This weird idea that it isn’t okay to like a creative work BECAUSE it offers depictions of marginalised people in a way that isn’t offensive, BECAUSE it engages with important social issues, BECAUSE it is making an effort to tell stories in an ethical way… where did this idea come from? Why do we have to qualify our applause of ethical works with ‘BUT IT’S A REALLY GOOD STORY!!!’

Example; I’m a butch queer lady. I hardly ever see myself represented in television, in comic books, in movies… hell, in anything, in a way that isn’t deeply insulting. So when I find a work that has a queer lady in it, and it portrays her in a way that isn’t deeply insulting… honestly, I don’t give the tiniest FUCK if it doesn’t have a ‘good story.’ A good story is nice, sure. But when you’re starved for representation, a good story is parsley.

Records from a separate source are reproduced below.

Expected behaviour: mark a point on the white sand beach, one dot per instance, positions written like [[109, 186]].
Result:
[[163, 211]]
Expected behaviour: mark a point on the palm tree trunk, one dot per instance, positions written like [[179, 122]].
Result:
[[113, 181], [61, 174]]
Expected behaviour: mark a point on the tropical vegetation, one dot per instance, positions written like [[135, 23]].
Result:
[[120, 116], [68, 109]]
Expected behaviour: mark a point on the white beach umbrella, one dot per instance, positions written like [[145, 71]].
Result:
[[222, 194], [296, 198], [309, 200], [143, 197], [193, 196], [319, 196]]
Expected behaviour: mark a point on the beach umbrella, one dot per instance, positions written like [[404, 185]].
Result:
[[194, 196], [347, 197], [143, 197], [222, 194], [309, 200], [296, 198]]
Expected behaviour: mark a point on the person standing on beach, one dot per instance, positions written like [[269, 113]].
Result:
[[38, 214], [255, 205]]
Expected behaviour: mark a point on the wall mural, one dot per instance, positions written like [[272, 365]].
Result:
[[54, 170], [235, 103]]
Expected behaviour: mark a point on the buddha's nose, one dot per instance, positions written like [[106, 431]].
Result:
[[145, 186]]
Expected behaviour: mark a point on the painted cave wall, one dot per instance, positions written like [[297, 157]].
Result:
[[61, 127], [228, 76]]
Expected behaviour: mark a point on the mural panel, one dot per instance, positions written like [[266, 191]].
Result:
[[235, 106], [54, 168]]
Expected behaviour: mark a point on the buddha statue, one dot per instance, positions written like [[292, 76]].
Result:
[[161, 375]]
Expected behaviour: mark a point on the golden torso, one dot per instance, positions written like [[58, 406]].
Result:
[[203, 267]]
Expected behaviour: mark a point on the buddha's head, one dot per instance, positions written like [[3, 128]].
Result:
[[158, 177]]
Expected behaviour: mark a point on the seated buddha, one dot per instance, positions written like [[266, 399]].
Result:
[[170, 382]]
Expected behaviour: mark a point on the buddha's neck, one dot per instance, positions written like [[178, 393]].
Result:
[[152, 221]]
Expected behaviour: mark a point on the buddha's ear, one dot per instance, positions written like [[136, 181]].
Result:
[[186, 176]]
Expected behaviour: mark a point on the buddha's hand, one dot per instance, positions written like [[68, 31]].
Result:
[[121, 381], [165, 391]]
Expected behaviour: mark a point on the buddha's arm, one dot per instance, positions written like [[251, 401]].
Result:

idk. I bring this up because I have actually had straight people bitch me out for telling them that I like a book or a movie JUST BECAUSE it has queer characters. They get so incredibly offended by this, the idea that I might derive enjoyment from nothing more than seeing myself existing in the world of fiction, this blessing that they’ve taken for granted all their lives.

So I wouldn’t actually be bothered if Ms Marvel sucked. It’s THERE, in the midst of a sea of white, white, white superhero books. Its mere existence is heroic. If nasty little white fanboys have an issue with that, maybe they shouldn’t have created the problem in the first place.

‘…it’s well-written and amazingly drawn by Adrian Alphona and Ian Herring and it really made me want to see what happens in the next issue. And ultimately, that’s what you should want out of your comics on a monthly basis…’

Yeah, that’s what I SHOULD want. And if I lived in a society that didn’t constantly tell women like me how worthless and ugly and boring we are, maybe that’s what I WOULD want.

But I don’t.

When representation is so incredibly hard to come by, good art and good writing are luxuries.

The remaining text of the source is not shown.